Here is TypeScript code which creates a binary tree.

interface GraphNode {

  children: GraphNode[];

}

function makeBinaryTree(depth: number): GraphNode {

  const node: GraphNode = {children: []};

  if (depth > 1) {

    for (let i = 0; i < 2; i++) {

      node.children.push(makeBinaryTree(depth - 1));

    }

  }

  return node;

}

Now consider what seems to be a C++ translation.

struct GraphNode {

  std::vector<GraphNode*> children;

};

GraphNode MakeBinaryTree(int depth) {

  GraphNode node;

  if (depth > 1) {

    for (int i = 0; i < 2; i++) {

      GraphNode child_node = MakeBinaryTree(depth - 1);

      node.children.push_back(&child_node);

    }

  }

  return node;

}

Unfortunately, this function probably will not work. This is because in C++, data live places. In JavaScript, if you can access an object, you can use it. In C++, this is not necessarily true. When you declare a variable like we do with child_node, it is allocated on the stack: essentially, right where you created it. Stack-allocated variables get destroyed when they go out of scope. This means that the pointer we added to the vector refers to freed memory. Reading it might work, but the language provides no such guarantee.

We already know one solution: make a copy. This is fine if we don't plan to mutate the GraphNode after returning it from MakeBinaryTree, but it is an unsuitable approach for a changing graph. It may also hurt performance for large graphs or if more data members get added to GraphNode.

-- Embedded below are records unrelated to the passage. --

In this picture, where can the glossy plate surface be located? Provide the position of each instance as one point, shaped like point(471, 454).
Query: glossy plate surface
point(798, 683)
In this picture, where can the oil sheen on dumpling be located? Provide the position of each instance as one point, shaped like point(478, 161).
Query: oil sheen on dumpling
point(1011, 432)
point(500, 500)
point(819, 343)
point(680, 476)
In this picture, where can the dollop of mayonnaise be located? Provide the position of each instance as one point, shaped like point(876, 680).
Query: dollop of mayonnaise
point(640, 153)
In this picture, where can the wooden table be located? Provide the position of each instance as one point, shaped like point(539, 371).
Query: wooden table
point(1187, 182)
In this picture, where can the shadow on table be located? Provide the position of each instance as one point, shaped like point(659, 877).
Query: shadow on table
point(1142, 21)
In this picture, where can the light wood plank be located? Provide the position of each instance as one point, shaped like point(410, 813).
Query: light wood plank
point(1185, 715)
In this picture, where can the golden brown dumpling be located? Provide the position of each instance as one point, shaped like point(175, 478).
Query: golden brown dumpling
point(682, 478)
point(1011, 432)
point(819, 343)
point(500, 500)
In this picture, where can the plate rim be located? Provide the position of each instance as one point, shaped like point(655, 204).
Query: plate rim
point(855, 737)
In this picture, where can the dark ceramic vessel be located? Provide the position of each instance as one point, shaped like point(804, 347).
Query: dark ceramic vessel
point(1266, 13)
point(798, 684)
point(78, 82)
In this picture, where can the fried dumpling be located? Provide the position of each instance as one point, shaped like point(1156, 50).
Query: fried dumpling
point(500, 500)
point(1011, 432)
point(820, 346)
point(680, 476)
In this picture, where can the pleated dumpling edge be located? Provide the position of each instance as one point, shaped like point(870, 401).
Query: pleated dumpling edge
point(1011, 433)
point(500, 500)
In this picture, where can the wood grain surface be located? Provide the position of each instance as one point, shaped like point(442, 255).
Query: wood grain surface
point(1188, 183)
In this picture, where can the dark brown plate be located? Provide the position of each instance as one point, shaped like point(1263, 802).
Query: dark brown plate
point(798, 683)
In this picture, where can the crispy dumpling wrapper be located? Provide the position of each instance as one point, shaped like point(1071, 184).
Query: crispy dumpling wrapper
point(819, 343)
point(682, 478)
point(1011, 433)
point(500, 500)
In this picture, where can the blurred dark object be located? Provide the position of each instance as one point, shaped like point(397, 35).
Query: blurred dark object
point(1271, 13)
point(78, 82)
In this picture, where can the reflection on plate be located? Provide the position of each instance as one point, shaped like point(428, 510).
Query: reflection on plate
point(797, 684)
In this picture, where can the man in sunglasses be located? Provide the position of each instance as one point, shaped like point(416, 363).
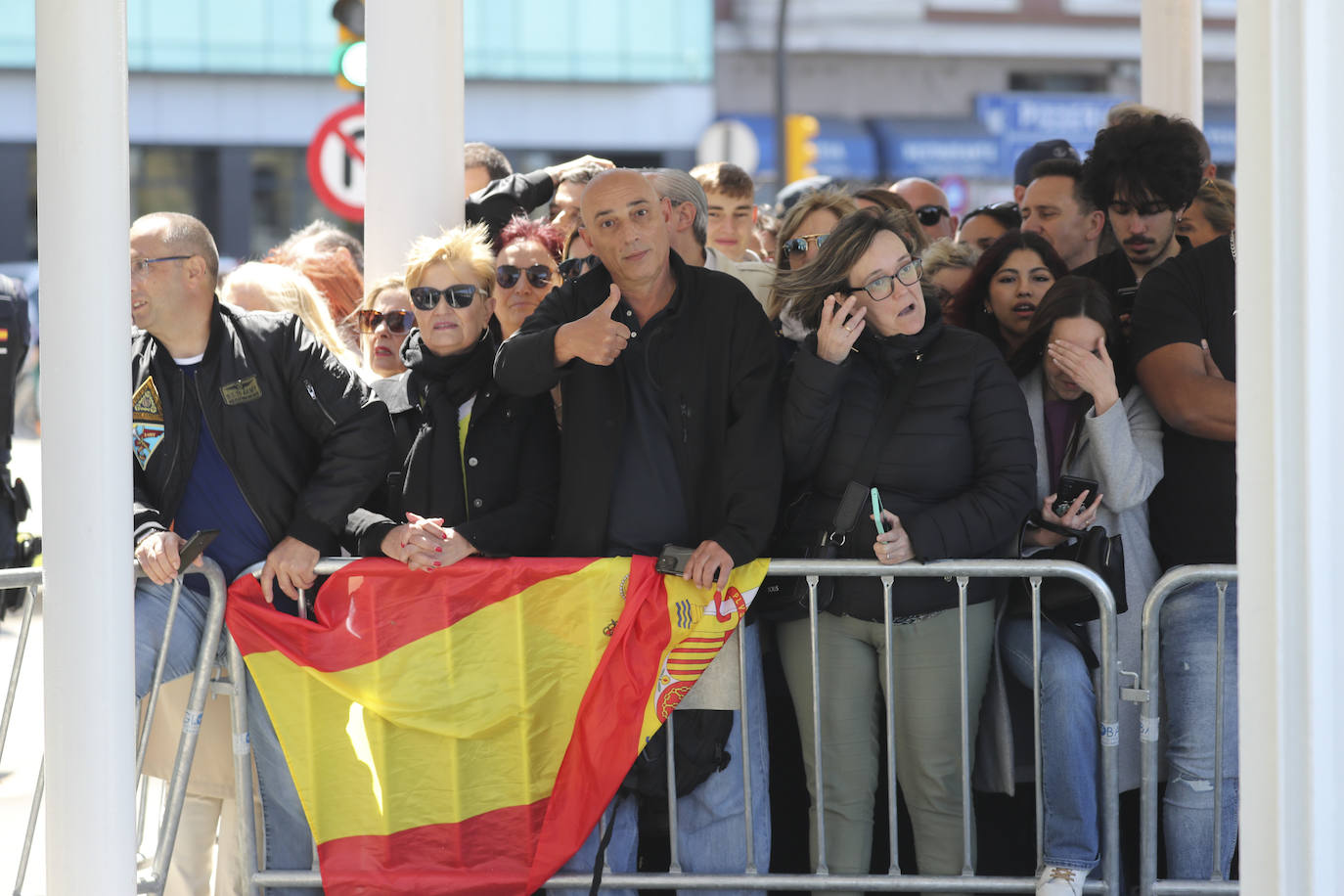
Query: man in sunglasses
point(671, 437)
point(930, 205)
point(244, 424)
point(1142, 172)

If we need an object to outlive the scope where it's constructed, we need to allocate it on the heap. A heap-allocated object can be constructed with the new keyword.

GraphNode* MakeBinaryTree(int depth) {

  auto node = new GraphNode();

  if (depth > 1) {

    for (int i = 0; i < 2; i++) {

      node->children.push_back(MakeBinaryTree(depth - 1));

    }

  }

  return node;

}

Now each GraphNode is guaranteed to exist when we dereference its pointer. However, we have a new problem: when a pointer goes out of scope, the object it points to is not destructed. If all pointers to allocated memory are gone, this is known as a memory leak, and it can cause issues. To destroy an object and free its memory, use the delete keyword.

GraphNode* root = MakeBinaryTree(10);

DoSomethingWithBinaryTree(root);

delete root;

Unfortunately, we still have a memory leak. Only the root GraphNode was deleted, and now there are no more pointers to its children. We can fix this by giving GraphNode a destructor, which is called when delete is used but before memory is freed, to delete its children (which will recursively delete all of its descendants).

struct GraphNode {

  ~GraphNode() {

    for (GraphNode* child : children) {

      delete child;

    }

  }

  std::vector<GraphNode*> children;

};

Knowing that GraphNode deletes its descendants upon deletion, users of it (including you, probably) will need to take care when holding onto pointers.

GraphNode* root = MakeBinaryTree(10);

GraphNode* left_child = root->children[0];

delete root;

DoSomethingWithBinaryTree(left_child);  // This is not safe.

The mistake in the example above is fairly obvious, but as complexity grows, raw pointers become harder to reason about. To prevent such mistakes (and save a few lines of code), std::unique_ptr can be used. This type behaves like a pointer but calls delete on the object it points to when destructed.

struct TreeNode {

  std::vector<std::unique_ptr<TreeNode>> children;

};

std::unique_ptr<TreeNode> MakeBinaryTree(int depth) {

  auto node = std::make_unique<TreeNode>();

  if (depth > 1) {

    for (int i = 0; i < 2; i++) {

      node->children.push_back(MakeBinaryTree(depth - 1));

    }

  }

  return std::move(node);

}

Now when TreeNode (or std::unique_ptr<TreeNode>) is destroyed, its descendants will be as well. std::move is required at the end of the function because std::unique_ptr cannot be copied. It is not required on the line with push_back because the compiler is smart enough to store the return value of MakeBinaryTree in the vector from the beginning.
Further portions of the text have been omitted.